In terms of activism or service for women (this wouldn't apply to babies) that I and more prochoice people could agree on, I recently learned about a group called Support After Abortion that does exactly what the name suggests: it puts women who've had bad experiences with abortions in touch with resources to help their emotional recovery. The focus is on emotional healing/wellbeing for women who've already had a difficult experience with their reproductive decisions, and who are NOT involved in a church or another religious group that might help them resolve what they are feeling. (SAA did a recent study on this, which suggests that about a third of women who've undergone pill abortions had negative changes in their attitude towards abortion/themselves--a minority, but not a negligible one.)

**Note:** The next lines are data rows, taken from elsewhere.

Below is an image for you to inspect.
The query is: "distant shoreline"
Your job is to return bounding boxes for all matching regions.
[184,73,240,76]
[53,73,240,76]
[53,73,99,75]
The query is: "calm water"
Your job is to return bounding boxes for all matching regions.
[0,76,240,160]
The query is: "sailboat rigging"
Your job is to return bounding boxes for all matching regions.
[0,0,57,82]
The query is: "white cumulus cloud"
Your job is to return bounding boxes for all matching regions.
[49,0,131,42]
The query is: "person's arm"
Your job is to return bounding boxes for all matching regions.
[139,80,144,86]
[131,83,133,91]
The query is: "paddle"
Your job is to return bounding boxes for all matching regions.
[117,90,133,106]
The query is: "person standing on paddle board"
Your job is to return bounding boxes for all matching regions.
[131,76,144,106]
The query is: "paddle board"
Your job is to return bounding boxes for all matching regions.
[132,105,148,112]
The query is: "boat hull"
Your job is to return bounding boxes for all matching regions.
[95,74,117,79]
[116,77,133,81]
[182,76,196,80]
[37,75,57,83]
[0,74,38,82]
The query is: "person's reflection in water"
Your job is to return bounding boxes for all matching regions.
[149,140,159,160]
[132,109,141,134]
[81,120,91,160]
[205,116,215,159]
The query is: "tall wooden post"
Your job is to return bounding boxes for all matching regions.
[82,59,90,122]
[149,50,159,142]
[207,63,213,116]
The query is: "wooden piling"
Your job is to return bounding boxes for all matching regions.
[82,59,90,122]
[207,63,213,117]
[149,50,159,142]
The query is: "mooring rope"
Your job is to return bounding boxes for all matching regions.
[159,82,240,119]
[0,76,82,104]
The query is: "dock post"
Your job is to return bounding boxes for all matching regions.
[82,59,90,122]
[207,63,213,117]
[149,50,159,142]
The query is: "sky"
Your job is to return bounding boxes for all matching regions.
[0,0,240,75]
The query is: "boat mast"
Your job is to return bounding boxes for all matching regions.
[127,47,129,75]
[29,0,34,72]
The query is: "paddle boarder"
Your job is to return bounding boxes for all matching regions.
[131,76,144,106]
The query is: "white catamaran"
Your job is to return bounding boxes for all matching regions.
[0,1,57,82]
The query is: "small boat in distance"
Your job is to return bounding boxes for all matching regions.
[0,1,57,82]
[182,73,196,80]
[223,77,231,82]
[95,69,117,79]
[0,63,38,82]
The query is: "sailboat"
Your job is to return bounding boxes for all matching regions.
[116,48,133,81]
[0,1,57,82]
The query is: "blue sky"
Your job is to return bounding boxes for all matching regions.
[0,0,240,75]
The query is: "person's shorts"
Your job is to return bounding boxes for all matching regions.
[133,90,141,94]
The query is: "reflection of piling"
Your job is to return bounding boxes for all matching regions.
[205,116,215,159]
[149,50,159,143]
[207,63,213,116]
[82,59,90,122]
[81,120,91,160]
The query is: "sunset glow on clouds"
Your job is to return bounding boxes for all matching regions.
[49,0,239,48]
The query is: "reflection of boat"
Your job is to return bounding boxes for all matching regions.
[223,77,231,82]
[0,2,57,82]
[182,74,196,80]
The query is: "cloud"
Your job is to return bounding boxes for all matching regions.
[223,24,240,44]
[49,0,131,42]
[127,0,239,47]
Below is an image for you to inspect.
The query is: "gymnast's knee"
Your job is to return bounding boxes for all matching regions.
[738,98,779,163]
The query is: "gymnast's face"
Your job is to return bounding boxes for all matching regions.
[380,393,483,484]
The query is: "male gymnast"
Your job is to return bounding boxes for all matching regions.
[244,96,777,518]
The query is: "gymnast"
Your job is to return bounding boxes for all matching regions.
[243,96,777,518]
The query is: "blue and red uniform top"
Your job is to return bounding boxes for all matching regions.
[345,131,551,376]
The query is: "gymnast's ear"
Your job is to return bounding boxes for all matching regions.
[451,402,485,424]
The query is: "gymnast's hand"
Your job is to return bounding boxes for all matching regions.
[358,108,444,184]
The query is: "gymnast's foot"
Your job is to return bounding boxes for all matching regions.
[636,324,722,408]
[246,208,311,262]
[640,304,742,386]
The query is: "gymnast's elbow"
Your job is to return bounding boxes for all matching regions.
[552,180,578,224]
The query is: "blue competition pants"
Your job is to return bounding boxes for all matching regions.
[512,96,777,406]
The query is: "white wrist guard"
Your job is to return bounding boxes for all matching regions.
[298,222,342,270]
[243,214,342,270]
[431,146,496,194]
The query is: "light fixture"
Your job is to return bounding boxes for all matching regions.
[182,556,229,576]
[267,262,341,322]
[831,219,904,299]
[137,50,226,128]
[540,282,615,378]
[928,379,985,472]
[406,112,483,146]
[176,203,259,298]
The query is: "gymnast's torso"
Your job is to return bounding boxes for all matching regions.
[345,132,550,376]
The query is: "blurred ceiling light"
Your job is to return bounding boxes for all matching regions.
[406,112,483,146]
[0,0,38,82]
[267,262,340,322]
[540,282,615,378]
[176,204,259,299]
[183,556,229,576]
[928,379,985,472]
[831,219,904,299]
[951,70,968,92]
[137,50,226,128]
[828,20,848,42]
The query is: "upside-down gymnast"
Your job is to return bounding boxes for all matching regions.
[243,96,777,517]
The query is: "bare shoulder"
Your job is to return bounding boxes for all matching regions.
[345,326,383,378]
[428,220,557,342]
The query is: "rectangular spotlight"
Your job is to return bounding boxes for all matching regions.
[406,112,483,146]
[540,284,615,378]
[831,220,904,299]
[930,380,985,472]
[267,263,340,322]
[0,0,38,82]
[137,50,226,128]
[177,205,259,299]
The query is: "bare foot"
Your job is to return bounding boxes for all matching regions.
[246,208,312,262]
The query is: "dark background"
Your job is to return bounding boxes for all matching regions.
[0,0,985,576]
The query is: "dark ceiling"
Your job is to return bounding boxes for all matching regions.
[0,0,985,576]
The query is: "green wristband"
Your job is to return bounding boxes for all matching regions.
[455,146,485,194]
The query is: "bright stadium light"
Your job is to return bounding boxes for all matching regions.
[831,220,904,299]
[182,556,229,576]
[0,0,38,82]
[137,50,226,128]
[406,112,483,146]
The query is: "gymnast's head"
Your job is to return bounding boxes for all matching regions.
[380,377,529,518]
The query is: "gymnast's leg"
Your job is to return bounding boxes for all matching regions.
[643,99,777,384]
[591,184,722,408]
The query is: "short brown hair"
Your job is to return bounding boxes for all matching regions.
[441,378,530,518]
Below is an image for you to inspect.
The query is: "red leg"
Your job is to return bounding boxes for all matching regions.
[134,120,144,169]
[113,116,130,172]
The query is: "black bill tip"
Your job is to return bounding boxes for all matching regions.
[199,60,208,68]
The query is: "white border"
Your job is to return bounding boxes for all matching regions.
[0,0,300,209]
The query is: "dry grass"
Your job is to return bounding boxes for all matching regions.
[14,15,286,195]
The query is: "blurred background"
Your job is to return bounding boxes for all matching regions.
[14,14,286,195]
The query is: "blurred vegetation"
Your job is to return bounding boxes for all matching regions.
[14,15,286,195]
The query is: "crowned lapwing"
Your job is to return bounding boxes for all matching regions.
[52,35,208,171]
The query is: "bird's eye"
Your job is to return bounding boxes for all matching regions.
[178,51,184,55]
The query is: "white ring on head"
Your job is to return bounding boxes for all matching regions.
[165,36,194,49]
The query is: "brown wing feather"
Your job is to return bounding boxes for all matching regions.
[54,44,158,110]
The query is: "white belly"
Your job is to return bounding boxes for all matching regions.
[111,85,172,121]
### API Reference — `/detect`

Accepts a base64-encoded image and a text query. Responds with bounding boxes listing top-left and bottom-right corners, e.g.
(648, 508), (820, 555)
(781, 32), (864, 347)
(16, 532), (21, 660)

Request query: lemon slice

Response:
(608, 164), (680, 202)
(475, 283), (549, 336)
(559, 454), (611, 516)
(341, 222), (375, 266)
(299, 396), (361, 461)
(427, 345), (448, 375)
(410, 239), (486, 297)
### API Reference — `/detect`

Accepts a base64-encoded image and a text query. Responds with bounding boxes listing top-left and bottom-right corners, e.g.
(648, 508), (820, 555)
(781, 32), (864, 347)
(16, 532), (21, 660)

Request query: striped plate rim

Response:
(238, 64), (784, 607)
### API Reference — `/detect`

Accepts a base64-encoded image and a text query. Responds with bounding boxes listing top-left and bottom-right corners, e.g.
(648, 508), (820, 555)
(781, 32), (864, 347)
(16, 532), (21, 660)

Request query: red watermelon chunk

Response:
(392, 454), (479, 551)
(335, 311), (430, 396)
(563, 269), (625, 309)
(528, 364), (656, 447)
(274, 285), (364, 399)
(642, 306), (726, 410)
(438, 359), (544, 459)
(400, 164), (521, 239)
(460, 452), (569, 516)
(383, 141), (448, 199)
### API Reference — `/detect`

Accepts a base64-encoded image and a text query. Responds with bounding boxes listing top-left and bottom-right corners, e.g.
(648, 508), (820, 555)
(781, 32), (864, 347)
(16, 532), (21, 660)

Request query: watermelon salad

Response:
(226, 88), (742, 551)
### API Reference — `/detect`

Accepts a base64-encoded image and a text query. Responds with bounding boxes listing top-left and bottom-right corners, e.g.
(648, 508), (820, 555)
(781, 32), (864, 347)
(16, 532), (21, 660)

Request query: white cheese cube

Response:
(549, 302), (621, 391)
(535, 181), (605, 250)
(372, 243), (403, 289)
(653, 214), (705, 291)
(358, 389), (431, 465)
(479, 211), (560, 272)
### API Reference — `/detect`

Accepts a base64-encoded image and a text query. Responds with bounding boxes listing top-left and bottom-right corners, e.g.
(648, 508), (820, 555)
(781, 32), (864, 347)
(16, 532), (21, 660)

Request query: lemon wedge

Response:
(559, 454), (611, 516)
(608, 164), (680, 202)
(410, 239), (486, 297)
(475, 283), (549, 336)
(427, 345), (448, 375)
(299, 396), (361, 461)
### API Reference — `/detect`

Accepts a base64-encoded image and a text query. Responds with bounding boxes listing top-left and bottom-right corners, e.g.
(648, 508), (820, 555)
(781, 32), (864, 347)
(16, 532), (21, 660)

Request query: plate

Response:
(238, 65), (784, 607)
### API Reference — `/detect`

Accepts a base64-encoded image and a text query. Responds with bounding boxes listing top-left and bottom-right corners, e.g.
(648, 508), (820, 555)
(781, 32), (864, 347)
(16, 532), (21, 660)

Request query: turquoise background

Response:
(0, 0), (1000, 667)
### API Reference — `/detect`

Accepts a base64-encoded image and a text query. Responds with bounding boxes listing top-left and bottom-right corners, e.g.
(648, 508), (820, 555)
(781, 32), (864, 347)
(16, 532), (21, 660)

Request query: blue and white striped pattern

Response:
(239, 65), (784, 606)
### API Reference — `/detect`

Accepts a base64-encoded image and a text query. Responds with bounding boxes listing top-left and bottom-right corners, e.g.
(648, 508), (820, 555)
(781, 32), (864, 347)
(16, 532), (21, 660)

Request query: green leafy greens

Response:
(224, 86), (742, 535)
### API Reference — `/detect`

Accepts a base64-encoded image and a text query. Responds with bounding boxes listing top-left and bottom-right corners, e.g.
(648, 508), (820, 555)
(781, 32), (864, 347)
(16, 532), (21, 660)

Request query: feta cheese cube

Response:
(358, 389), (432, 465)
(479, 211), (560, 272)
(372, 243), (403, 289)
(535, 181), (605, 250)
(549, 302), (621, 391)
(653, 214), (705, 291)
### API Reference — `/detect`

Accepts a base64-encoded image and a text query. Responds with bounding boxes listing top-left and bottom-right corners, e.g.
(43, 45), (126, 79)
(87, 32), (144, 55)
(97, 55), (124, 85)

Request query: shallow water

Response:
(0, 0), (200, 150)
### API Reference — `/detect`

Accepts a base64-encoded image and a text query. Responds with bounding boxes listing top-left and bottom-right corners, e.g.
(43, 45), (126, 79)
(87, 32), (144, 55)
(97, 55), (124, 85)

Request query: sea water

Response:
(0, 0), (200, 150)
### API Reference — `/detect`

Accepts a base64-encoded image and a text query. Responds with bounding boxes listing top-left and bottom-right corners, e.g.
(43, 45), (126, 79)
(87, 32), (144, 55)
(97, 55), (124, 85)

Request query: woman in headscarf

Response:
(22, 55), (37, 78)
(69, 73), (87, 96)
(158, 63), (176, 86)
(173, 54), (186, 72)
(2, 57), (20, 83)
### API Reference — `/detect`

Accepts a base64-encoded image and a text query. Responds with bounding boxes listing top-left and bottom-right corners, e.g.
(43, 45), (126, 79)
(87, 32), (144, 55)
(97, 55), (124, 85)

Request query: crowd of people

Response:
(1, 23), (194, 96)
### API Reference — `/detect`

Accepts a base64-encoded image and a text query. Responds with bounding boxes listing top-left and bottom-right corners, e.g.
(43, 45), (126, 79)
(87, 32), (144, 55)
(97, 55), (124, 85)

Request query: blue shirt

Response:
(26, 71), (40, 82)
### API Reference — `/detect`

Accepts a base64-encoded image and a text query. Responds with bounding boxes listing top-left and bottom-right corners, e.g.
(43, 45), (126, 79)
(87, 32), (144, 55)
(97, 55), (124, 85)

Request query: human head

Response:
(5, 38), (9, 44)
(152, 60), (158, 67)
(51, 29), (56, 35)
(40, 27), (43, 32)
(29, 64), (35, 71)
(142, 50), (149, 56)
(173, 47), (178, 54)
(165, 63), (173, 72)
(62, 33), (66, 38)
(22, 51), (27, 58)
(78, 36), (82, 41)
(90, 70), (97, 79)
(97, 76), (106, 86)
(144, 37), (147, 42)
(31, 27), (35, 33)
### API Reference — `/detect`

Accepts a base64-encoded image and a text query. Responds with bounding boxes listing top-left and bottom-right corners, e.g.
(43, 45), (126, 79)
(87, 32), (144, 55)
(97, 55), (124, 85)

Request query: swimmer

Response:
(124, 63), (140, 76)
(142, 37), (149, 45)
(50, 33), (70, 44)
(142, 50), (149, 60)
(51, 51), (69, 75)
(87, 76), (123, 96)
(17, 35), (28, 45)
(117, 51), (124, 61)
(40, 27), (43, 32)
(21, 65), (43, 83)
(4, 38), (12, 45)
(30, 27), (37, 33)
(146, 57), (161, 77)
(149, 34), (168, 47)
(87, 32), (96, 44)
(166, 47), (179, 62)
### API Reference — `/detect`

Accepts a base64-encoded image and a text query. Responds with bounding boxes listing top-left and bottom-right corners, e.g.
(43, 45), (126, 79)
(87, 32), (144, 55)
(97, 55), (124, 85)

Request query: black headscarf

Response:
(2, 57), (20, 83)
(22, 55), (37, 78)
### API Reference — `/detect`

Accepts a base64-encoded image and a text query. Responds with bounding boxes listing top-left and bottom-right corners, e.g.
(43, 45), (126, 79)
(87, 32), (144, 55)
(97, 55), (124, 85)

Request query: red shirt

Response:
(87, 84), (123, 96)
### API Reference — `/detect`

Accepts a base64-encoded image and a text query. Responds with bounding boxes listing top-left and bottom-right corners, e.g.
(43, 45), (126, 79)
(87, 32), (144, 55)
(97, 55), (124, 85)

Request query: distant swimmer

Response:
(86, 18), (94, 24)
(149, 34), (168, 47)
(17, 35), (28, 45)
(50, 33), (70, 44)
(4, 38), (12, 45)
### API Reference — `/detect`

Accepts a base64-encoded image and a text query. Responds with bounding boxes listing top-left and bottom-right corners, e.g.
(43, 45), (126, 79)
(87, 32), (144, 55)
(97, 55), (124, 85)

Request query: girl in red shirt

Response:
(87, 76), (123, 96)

In terms of my own family planning (which is in cooperation with my husband), I have had four pregnancies with various healthcare professionals, and never (mostly for geographic reasons) been able to do it with a doctor or midwife who trusts me/us to be able to make good decisions in this regard. I usually end up having to explain Marquette (the method we use) two or three times during pre-and post-natal care and turn down multiple other offers for other contraception, including the offer to have my tubes tied. On the one hand--I get why healthcare professionals keep asking: it's part of what they are supposed to do, like checking weight and taking blood pressure. Also, we have four kids who are close in age! But on the other hand, it gets tiring to explain the method, explain that no, none of these children were mistakes, explain that yes, I absolutely can do this post-partum and we can handle the abstinence ... and still get met with a skeptical, incredulous, "Well, if you really think that's what you want ..." It feels a little infantilizing. But on the other hand yet again, it is the job of a healthcare professional to take care of their patients/clients. It is just very difficult to do that in a respectful way when there are some deeply shared values that aren't held in common--because the doctor and patient each think they know what is best for the patient, and the gap is not one of technical knowledge, ultimately, but of ethics.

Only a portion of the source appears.